For submerged propulsion U-1 had two Garbe Lahmeyer double-acting electric motors with a total of 300 kW. These engines were not designed for U-boats but were rather large sized land-based machinery. They were open and had no protection against dripping water or mechanical damage. The electrical engines gave the boat a top speed of 8.7 kn when submerged, and a range of 50 nmi at 5 kn. Power for the electrical engines was provided by a AFA lead-acid battery consisting of cells with mass plates and peat fibre insulation. One cell measured 55.5 cm by 40 cm by 25 cm and could provide 715 Ampere-hour for ten hours. These heavy cells were stacked in layers, resulting in a too high center of gravity. This was compensated for by a 23 t lead ballast in the keel. This type of battery cell was not successful because of problems with the insulation which overheated when the battery discharged at full capacity and uneven charging which reduced the life of the battery.

==History==
U-1 was ordered on 3 December 1904 from Germaniawerft. She was commissioned on 14 December 1906, making Germany the last major European navy to adopt submarines. The boat was lifted into the water on 4 August 1906 and began its trials a year later than originally planned. The salvage ship Oberelbe lowered U-1 to a depth of 30 m, first without crew and then, when the pressure hull was found to be safe, with a crew.

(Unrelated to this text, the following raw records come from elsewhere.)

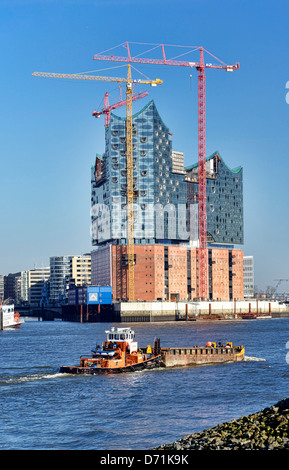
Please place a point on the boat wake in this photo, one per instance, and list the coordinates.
(251, 358)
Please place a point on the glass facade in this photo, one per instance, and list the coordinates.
(159, 194)
(165, 199)
(224, 201)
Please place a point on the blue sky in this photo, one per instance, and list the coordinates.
(49, 138)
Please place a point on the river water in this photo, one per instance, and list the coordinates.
(44, 410)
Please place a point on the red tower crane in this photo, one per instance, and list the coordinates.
(200, 66)
(107, 108)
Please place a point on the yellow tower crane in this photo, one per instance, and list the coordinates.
(129, 152)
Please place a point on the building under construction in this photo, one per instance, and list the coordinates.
(165, 217)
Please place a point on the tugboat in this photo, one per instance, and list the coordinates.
(119, 353)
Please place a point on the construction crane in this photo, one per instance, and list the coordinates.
(107, 108)
(129, 152)
(200, 66)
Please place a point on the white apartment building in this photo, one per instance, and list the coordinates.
(66, 270)
(248, 276)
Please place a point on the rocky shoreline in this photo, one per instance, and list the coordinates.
(266, 430)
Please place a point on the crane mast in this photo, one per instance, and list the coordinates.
(129, 153)
(130, 192)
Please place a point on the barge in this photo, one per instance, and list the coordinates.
(120, 353)
(198, 355)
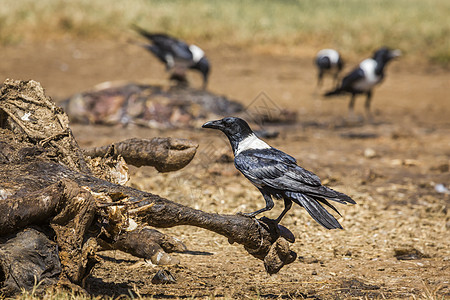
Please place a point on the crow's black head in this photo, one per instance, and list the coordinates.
(203, 66)
(385, 54)
(235, 129)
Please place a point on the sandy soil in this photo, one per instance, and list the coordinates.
(390, 168)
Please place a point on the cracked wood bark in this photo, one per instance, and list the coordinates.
(47, 180)
(165, 154)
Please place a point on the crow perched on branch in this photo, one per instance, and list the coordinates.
(176, 54)
(276, 174)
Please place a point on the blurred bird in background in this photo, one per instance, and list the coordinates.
(362, 79)
(177, 55)
(328, 61)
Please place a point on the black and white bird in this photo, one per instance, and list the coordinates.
(362, 79)
(176, 55)
(328, 61)
(277, 175)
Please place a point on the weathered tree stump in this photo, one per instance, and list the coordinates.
(75, 198)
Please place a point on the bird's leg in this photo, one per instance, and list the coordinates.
(367, 106)
(351, 105)
(269, 206)
(319, 79)
(287, 206)
(336, 81)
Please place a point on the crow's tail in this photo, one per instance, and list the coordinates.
(317, 211)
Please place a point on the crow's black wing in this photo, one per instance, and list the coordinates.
(275, 169)
(352, 78)
(167, 44)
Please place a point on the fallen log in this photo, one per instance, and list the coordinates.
(75, 198)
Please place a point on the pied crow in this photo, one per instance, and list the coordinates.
(176, 54)
(328, 61)
(362, 79)
(277, 175)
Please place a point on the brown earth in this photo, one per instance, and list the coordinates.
(390, 168)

The U-boat was thoroughly tested in the calm waters of Eckernförde during the following year. Based on testing, some minor improvements were implemented. During the Kiel Naval Week of March 1907, the commander was decorated with the Order of the Red Eagle for hitting the light cruiser , on which Kaiser Wilhelm II was embarked, with two exercise torpedoes. In August 1907, the boat proved its seaworthiness by sailing autonomously from Wilhelmshaven around Denmark to Kiel in very adverse weather. The original crew of twelve was expanded to twenty-two in order to cope with all the necessary duties.

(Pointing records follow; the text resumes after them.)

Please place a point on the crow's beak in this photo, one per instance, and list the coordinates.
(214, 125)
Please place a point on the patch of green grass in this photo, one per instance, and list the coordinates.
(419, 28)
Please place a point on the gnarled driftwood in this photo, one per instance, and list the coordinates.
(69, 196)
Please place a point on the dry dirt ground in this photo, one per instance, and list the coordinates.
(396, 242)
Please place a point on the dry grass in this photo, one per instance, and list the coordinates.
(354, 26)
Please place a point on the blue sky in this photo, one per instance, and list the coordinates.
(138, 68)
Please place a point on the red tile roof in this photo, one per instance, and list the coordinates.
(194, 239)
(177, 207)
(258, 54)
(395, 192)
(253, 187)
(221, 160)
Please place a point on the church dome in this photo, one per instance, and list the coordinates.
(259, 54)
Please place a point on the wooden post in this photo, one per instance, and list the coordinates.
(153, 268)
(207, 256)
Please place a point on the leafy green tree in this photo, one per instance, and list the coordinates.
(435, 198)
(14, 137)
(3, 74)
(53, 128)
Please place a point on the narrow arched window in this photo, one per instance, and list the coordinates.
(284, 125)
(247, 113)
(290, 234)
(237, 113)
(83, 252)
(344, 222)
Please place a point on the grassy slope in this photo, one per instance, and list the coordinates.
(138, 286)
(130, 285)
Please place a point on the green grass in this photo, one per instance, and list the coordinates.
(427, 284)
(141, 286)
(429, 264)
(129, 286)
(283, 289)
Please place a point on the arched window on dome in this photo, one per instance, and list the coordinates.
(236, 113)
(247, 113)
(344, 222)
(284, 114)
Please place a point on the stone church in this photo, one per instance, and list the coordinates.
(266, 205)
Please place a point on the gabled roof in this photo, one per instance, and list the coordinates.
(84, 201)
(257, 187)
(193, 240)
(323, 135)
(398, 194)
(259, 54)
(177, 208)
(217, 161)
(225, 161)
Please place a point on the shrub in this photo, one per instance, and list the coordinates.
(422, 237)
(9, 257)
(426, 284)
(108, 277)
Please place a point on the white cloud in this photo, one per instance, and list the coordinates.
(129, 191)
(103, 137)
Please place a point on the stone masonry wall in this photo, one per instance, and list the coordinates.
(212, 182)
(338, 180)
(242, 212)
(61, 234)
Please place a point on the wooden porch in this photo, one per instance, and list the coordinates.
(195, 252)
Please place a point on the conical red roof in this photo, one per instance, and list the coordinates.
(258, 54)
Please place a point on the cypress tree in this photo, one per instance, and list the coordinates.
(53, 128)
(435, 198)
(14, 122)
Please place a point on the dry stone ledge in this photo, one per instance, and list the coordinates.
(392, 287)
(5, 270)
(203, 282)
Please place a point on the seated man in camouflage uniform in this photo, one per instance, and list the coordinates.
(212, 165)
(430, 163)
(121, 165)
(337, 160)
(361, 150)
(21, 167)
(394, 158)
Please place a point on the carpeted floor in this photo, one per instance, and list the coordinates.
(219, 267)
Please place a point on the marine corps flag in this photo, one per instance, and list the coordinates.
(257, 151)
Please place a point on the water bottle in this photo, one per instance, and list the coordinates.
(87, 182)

U-1 was used for crew training and as a test boat and did not see active service during World War I. After suffering damage from a collision while on a training exercise in 1919, U-1 was sold to the Germaniawerft foundation at the Deutsches Museum in Munich where she was restored and can be viewed on display. A large portion of the starboard hull has been removed to allow visitors to see the submarine's interior.